The U.S. military is turning to the video-gaming public to to develop new energy use strategies for both the Navy and Marine Corps. MMOWGLI - which stands for Massive Multiplayer Online Wargame Leveraging the Internet - was launched last June to enlist help from unconventional thinkers to tackle the issue of piracy.
The game invites players to bring everything they know about energy—from strategies they use at home to their workplace conversations, from their professional knowledge to their wildest imaginings.
Scheduled to run for three days starting May 22, the newest version – EnergyMMOWGLI - will immerse players in a future scenario from the year 2022 and ask them to generate ideas around how to reduce energy use and improve energy efficiency.
Players move through the game by responding to a series of “Call to Action” videos that define the problems.
The EnergyMMOWGLI storyline focuses on finding energy at the lowest cost within harsh environments. The players post their solutions in the form of “cards,” and they earn points based on a system that rewards innovative thinking.
There is no prize at the end, but winning ideas will be considered by the Office of Naval research with the potential for influencing real-life strategy.
Fossil fuels are hydrocarbons such as coal, oil and natural gas, sourced from the remains of prehistoric organisms.
According to the rules for this year’s game, drilling for more oil is out.

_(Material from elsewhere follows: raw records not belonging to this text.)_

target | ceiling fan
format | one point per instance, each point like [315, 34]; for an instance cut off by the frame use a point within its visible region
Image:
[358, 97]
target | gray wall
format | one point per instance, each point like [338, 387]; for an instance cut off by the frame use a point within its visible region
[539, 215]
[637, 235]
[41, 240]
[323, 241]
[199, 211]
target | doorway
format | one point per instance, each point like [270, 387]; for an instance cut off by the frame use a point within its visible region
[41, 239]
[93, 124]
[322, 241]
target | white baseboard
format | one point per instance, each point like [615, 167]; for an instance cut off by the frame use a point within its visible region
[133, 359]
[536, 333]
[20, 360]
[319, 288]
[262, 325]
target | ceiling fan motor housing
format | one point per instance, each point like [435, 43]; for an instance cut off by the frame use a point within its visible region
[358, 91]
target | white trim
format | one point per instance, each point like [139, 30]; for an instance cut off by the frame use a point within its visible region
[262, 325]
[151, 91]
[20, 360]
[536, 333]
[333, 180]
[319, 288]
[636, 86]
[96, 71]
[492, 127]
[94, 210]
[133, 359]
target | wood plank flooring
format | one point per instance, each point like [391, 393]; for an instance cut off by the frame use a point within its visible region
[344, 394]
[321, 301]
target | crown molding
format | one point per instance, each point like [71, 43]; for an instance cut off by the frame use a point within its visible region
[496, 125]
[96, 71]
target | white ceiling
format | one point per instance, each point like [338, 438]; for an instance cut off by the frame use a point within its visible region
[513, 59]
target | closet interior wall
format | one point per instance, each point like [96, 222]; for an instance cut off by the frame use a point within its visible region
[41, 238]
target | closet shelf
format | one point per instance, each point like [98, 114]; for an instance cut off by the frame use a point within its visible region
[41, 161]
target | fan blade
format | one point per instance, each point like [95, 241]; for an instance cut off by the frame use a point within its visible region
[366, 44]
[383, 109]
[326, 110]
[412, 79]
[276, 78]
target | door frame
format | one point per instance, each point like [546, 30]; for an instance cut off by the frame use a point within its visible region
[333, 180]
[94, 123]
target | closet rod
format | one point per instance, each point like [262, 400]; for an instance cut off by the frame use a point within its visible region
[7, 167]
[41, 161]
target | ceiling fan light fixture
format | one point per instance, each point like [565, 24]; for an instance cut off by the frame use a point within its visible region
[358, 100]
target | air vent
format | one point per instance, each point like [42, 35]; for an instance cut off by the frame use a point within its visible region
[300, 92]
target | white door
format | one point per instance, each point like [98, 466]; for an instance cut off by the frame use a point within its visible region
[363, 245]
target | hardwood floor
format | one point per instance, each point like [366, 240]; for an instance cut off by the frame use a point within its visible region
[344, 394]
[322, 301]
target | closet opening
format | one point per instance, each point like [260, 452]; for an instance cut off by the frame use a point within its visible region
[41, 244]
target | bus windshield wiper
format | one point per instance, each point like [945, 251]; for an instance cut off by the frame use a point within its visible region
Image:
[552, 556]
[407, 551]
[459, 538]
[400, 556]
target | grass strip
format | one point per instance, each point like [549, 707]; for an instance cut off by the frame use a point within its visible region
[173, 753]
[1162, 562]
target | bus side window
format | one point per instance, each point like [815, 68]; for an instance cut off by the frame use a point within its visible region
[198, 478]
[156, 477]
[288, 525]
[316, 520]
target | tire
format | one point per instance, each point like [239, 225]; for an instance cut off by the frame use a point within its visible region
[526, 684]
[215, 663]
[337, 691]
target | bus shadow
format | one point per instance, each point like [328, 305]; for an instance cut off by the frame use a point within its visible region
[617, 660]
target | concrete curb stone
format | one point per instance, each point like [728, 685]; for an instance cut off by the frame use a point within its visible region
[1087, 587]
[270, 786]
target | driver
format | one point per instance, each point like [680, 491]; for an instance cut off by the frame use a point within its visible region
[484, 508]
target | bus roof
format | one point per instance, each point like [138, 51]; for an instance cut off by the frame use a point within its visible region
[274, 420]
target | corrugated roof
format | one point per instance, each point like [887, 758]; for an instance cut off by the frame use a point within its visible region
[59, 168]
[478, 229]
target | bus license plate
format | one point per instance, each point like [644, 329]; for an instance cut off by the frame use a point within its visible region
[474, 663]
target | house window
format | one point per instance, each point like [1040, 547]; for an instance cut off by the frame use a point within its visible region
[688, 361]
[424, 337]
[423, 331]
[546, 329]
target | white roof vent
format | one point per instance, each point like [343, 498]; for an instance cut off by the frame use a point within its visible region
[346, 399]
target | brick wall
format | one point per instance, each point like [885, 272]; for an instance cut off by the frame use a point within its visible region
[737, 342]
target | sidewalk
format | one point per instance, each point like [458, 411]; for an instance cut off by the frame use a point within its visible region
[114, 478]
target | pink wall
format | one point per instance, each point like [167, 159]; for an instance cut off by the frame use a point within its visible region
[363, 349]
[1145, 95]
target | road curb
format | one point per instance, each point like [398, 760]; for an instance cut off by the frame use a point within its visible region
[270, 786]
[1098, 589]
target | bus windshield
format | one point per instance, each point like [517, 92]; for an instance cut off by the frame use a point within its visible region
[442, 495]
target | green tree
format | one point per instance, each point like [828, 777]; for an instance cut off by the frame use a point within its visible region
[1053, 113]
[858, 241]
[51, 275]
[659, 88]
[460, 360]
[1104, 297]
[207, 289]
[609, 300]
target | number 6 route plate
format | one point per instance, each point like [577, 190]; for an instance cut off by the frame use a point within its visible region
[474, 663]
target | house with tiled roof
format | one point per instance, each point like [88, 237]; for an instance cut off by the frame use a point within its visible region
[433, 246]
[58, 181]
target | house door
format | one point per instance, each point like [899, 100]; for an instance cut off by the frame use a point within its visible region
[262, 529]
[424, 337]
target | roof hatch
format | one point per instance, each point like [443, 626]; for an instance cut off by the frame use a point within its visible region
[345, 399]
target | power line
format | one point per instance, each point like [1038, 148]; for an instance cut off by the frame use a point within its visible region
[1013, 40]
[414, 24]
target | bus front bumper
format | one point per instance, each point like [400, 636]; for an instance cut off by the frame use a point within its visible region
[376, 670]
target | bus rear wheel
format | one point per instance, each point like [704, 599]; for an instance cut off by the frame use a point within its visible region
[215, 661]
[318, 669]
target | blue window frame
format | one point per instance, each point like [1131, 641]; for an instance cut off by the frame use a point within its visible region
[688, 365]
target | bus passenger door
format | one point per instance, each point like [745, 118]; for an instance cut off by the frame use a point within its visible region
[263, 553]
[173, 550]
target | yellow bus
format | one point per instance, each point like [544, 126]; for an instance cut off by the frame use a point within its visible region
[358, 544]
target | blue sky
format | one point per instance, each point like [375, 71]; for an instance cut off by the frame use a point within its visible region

The Navy is looking to reduce its dependency on fossil fuels such as coal, oil and natural gas, which are currently burned to produce electricity, power vehicles, heat homes, and cook food.
The U.S. currently imports over 60 percent of its oil from other countries. Much of the world’s oil is in the Middle East and the oil trade has caused many deadly conflicts in the 2oth century, which is why the game focuses on ways to become less dependent on oil.
Gaming in the military
Combat medics are using virtual simulators for medical training that could be useful in the battlefield.
This isn’t the first time the Armed Forces have used videogaming consoles or online games to assist with real-life situations.
Combat medics play "STATCare," a virtual simulator that lets them bandage wounds, apply tourniquets, administer intravenous fluids, inject medications and make all of the other assessments they would be required to do in an actual battlefield.
Military surgeons have also done training exercises on a system called "Top Gun," a program designed to train laparoscopic surgeons and doctors who use minimally-invasive techniques to repair injuries.
According to USA Today, surgeons who play video games three hours a week have 37 percent fewer errors and accomplish tasks 27 percent faster.